Don’t Let Unexpected Expenses Drag You Down!

Having some extra money set aside for those unexpected expenses is the only way to get out of debt, stay out of debt and above all, build wealth. Too many people today don’t even have a savings account let alone an emergency fund account. Saving should be one of the first things you do with your money not the last thing. Your emergency fund is the safety net in the event you get sick, loose your job, have unexpected car repairs, medical expense, etc. Imagine the peace of mind it would give you, just knowing you have extra cash available if some unexpected financial burden comes up. Not only will you have the means to cover it, but it will also keep you from going into debt over it.

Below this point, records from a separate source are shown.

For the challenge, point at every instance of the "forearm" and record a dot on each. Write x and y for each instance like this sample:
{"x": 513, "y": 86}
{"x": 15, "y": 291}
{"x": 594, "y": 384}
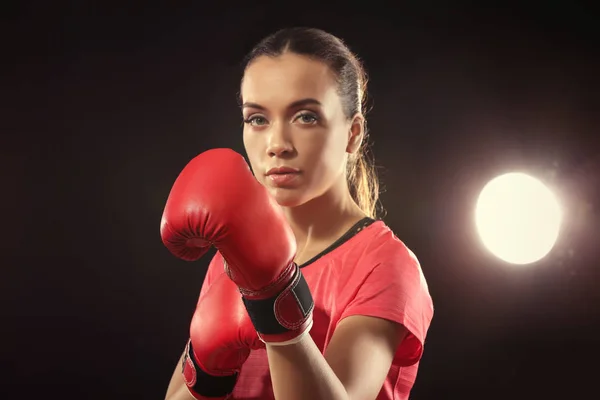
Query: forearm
{"x": 299, "y": 371}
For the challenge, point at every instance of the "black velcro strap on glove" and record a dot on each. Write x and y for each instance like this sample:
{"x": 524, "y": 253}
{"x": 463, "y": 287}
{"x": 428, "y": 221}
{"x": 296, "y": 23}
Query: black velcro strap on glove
{"x": 263, "y": 314}
{"x": 202, "y": 383}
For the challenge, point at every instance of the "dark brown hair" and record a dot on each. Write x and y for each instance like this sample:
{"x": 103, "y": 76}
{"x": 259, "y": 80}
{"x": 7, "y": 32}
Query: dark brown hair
{"x": 352, "y": 89}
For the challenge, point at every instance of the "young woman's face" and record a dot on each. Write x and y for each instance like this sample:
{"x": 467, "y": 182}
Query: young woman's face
{"x": 294, "y": 121}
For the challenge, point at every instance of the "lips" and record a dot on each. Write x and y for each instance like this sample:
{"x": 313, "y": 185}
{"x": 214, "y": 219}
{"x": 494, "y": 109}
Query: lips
{"x": 282, "y": 170}
{"x": 283, "y": 176}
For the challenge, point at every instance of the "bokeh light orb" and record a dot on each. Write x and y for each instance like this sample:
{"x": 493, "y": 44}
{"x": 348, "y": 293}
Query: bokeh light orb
{"x": 518, "y": 218}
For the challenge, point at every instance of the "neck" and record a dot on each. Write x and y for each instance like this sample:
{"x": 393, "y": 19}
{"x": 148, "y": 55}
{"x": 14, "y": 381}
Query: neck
{"x": 324, "y": 218}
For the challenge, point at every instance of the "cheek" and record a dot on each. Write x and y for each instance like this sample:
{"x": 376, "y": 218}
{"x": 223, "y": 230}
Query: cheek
{"x": 328, "y": 154}
{"x": 251, "y": 145}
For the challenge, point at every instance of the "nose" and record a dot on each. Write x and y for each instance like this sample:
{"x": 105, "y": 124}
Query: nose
{"x": 279, "y": 143}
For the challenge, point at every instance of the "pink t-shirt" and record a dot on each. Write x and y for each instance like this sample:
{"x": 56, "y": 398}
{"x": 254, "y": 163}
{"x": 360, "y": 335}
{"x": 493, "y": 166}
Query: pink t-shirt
{"x": 372, "y": 274}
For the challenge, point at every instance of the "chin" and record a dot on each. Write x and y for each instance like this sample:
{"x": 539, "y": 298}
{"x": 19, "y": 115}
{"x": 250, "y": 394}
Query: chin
{"x": 287, "y": 197}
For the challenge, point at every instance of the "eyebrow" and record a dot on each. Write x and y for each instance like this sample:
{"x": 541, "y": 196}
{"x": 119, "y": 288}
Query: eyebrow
{"x": 295, "y": 104}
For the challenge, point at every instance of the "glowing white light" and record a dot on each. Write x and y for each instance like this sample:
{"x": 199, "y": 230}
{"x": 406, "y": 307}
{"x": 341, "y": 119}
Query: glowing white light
{"x": 518, "y": 218}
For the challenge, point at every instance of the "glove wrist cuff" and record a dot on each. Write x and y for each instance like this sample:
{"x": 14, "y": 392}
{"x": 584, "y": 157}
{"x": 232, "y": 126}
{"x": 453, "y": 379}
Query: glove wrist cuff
{"x": 285, "y": 316}
{"x": 202, "y": 385}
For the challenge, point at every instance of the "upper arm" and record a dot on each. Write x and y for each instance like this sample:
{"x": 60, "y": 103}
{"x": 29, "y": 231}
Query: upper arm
{"x": 385, "y": 323}
{"x": 361, "y": 353}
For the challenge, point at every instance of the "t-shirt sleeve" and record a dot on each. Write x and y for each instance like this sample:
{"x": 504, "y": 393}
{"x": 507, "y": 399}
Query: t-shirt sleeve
{"x": 395, "y": 289}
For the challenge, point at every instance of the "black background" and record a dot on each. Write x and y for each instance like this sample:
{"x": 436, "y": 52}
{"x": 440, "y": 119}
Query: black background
{"x": 104, "y": 105}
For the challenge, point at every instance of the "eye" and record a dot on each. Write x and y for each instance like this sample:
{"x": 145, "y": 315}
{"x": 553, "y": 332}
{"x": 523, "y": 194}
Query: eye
{"x": 255, "y": 120}
{"x": 307, "y": 118}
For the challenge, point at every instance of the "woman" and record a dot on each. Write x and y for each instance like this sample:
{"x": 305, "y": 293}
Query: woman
{"x": 302, "y": 99}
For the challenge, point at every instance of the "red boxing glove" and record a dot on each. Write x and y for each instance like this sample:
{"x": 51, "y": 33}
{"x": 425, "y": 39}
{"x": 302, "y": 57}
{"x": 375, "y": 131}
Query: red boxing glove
{"x": 221, "y": 337}
{"x": 217, "y": 201}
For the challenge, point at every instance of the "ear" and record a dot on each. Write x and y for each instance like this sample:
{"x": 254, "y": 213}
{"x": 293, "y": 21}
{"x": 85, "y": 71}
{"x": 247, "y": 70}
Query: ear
{"x": 356, "y": 133}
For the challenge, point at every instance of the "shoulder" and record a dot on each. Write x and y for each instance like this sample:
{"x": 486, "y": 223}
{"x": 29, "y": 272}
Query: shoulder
{"x": 384, "y": 250}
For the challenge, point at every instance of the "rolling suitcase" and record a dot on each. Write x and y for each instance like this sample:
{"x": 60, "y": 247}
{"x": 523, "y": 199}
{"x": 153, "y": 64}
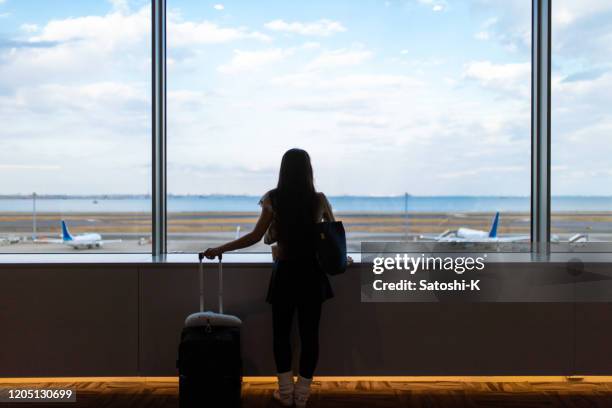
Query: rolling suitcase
{"x": 209, "y": 358}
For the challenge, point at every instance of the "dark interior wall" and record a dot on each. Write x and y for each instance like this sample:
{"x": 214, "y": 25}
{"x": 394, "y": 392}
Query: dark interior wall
{"x": 126, "y": 320}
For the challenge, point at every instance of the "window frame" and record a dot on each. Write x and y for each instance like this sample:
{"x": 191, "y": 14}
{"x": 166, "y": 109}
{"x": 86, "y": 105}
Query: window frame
{"x": 540, "y": 210}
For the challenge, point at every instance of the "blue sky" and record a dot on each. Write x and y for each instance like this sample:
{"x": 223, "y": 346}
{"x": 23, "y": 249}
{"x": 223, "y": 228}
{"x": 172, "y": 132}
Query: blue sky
{"x": 429, "y": 97}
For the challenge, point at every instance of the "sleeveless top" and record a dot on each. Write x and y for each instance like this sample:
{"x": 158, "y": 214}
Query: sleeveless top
{"x": 322, "y": 212}
{"x": 296, "y": 281}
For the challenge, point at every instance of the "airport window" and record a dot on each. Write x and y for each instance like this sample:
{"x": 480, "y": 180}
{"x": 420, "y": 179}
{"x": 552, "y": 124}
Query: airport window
{"x": 416, "y": 115}
{"x": 581, "y": 121}
{"x": 75, "y": 109}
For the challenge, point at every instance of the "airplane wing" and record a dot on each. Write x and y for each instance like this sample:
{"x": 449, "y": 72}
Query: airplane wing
{"x": 109, "y": 241}
{"x": 48, "y": 241}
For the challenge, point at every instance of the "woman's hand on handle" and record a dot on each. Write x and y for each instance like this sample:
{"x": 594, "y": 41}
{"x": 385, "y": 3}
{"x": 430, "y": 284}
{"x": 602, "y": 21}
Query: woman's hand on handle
{"x": 211, "y": 253}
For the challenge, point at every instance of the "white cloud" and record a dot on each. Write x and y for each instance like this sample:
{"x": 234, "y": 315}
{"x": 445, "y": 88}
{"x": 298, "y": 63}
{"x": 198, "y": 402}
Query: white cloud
{"x": 320, "y": 28}
{"x": 482, "y": 35}
{"x": 29, "y": 28}
{"x": 347, "y": 82}
{"x": 509, "y": 78}
{"x": 121, "y": 6}
{"x": 339, "y": 58}
{"x": 435, "y": 5}
{"x": 244, "y": 61}
{"x": 188, "y": 33}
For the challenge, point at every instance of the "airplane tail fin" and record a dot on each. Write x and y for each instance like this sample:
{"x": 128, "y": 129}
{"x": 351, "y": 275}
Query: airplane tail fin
{"x": 65, "y": 233}
{"x": 494, "y": 224}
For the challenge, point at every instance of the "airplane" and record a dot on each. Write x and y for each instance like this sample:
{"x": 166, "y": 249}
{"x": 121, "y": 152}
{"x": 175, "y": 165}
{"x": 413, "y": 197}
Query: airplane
{"x": 471, "y": 235}
{"x": 82, "y": 241}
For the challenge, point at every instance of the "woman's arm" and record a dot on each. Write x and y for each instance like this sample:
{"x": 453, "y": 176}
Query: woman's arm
{"x": 328, "y": 214}
{"x": 247, "y": 240}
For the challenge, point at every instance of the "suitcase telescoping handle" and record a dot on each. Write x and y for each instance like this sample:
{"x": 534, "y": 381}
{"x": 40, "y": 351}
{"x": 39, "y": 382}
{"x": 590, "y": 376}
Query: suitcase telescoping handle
{"x": 201, "y": 267}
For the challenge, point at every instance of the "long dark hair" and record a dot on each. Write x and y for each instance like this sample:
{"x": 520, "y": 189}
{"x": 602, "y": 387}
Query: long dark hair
{"x": 294, "y": 202}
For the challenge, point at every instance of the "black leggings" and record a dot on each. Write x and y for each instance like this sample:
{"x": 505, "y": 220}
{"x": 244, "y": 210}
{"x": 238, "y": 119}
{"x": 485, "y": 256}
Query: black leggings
{"x": 309, "y": 315}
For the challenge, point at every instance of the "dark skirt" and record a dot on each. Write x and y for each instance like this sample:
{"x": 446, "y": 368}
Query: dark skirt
{"x": 298, "y": 281}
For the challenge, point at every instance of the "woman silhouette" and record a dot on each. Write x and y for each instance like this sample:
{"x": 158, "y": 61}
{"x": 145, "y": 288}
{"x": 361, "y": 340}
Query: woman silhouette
{"x": 289, "y": 214}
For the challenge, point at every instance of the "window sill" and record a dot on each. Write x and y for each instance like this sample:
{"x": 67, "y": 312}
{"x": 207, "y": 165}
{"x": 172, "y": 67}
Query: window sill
{"x": 259, "y": 259}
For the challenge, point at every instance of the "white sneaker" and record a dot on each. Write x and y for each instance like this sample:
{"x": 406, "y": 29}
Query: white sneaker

General guidelines you’ll hear from financial planners as to how much you should sock away into your emergency fund ranges from 3 to 12 months of your monthly living expenses. I find 6 to 9 months of your monthly living expenses to be a happy medium, but ultimately the decision is yours based on your level of security and your life circumstances. For example, the smaller your family responsibilities are the 3 to 6 month range may work fine for you and visa-versa. Once you decide how much you want to put away into your emergency fund then you have to make sure you create a monthly spending budget in order to cover your bills and necessary expenses. This monthly budget will be your base for setting and attaining your emergency fund goal.

“It may take you months or even a few years to build up an adequate emergency savings fund. That’s okay.” – Suze Orman

Whether or not you’ve ever given it much thought, the phrase paying yourself first is probably something you’ve heard at some point. The principle of paying yourself first means exactly what it implies…which is to pay yourself first, and your emergency fund is the first place to start. Having an emergency fund is the foundation for building wealth and the backstop that will help you from going into debt. Given the purpose of what an emergency fund is, it should be readily accessible, but not so readily accessible that you will be tempted to make withdrawals for every day spending. It’s important to only use your emergency funds for what it is intended for…emergencies!

An online bank could be one good place to stash away that money for those rainy days. Have automatic deposits set up so that way the fund will grow without you being tempted to interfere with it. The rate of return on your money here isn’t the main objective, but more about it being safe from you getting your hands on it until it’s absolutely needed for a financial emergency or crisis. Shopping around for a high interest account to “park” your money into of course never hurts! Just make sure to find out and be aware of any minimum balance fees, withdrawal fees, penalties, etc. before making your decision. The last thing you need is to find out the money you’re working hard at saving for emergencies is being eaten away by fees.